Film d’une simplicité assez rare. Je ne tiens pas à vouloir raconter le récit car je pense que chacun peut le comprendre à sa manière. Mais je tenais à m’attarder sur un certain point qui est sa forme.
Étirement des scènes. Écoulement laminaire du temps. Chaque scène dure et profite du creux, signe d’une « introspection » et d’un choix difficile. Les plans ne sont composés que d’un paysage aride. Pas de champs/contre champs, la caméra ne fait qu’un suivi de la voiture et se fractionne quand les personnages parlent entre eux.
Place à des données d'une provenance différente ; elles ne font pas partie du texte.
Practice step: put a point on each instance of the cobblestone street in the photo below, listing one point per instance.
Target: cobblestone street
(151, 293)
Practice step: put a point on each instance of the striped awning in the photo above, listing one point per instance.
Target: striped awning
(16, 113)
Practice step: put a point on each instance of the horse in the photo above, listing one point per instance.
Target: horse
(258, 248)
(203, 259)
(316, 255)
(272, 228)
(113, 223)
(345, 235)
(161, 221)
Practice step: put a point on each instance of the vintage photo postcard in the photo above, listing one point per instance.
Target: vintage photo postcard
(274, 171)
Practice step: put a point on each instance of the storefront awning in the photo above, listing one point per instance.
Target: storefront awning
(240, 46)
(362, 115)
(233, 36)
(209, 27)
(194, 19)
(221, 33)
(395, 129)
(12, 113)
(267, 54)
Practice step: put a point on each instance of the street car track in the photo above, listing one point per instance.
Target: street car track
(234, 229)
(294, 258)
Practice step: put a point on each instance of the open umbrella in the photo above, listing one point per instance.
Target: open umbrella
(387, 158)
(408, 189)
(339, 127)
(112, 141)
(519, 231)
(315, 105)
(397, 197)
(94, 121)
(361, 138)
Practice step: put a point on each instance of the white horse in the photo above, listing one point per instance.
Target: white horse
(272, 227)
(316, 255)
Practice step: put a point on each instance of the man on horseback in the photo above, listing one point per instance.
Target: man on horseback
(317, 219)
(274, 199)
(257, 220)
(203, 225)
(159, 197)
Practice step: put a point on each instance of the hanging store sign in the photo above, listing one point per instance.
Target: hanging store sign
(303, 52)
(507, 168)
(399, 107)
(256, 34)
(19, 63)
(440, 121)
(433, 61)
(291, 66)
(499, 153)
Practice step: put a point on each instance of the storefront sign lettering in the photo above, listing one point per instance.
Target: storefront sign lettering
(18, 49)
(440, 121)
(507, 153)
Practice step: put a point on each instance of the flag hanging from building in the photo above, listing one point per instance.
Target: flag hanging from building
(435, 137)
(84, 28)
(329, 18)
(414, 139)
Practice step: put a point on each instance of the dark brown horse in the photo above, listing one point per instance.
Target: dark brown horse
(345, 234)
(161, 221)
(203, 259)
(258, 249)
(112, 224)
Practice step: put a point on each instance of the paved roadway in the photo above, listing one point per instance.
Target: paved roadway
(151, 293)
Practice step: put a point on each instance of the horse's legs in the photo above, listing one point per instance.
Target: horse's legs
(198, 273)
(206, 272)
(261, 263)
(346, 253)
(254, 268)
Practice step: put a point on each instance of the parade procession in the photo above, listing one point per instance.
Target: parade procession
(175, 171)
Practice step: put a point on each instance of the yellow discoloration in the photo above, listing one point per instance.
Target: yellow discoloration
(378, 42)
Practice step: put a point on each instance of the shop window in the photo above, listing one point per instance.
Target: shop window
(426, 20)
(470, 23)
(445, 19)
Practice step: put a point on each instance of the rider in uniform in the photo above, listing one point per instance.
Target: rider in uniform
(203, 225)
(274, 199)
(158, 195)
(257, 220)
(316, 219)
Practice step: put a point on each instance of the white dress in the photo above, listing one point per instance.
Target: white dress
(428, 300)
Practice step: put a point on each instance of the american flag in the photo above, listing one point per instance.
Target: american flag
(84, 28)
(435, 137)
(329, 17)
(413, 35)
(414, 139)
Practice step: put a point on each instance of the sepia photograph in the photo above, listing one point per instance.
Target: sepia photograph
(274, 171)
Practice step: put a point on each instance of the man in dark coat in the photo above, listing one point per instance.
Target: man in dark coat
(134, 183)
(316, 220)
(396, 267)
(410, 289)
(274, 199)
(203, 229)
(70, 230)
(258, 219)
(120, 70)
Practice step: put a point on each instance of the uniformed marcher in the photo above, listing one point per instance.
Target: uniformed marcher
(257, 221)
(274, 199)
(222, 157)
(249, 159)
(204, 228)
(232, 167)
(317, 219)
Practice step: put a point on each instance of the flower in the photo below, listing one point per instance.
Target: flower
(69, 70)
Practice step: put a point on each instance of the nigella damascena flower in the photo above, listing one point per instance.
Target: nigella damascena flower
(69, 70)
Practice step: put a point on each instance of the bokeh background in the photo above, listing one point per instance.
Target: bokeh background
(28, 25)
Et c’est cette chose dont je veux parler, cette simplicité, qu'est-ce qui se voit.
Par ce que certes on parle d’une sujet tabou en Iran (qui est le suicide), mais l’important réside justement de ce creux permanent. Seulement des dialogues fonctionnelles (même si je pense qu’ils font néanmoins avancer l’intrigue), Kiarostami s’inscrit probablement dans cette lignée de cinéastes modernes, enfant de Antonioni entre autre. Ici l’image temps, on se mue dans l’introspection du personnage.
Pourtant la pertinence des dialogues me ferait dire l’inverse. Le soldat, puis le religieux puis l’Homme, chacun amène sa réflexion à l’écran et fait progresser le choix d’un homme qui doute à quitter la vie. Du peu de choses qui se passent, chaque mot prend son importance car le reste n’est que platonique (attention pas ici un reproche).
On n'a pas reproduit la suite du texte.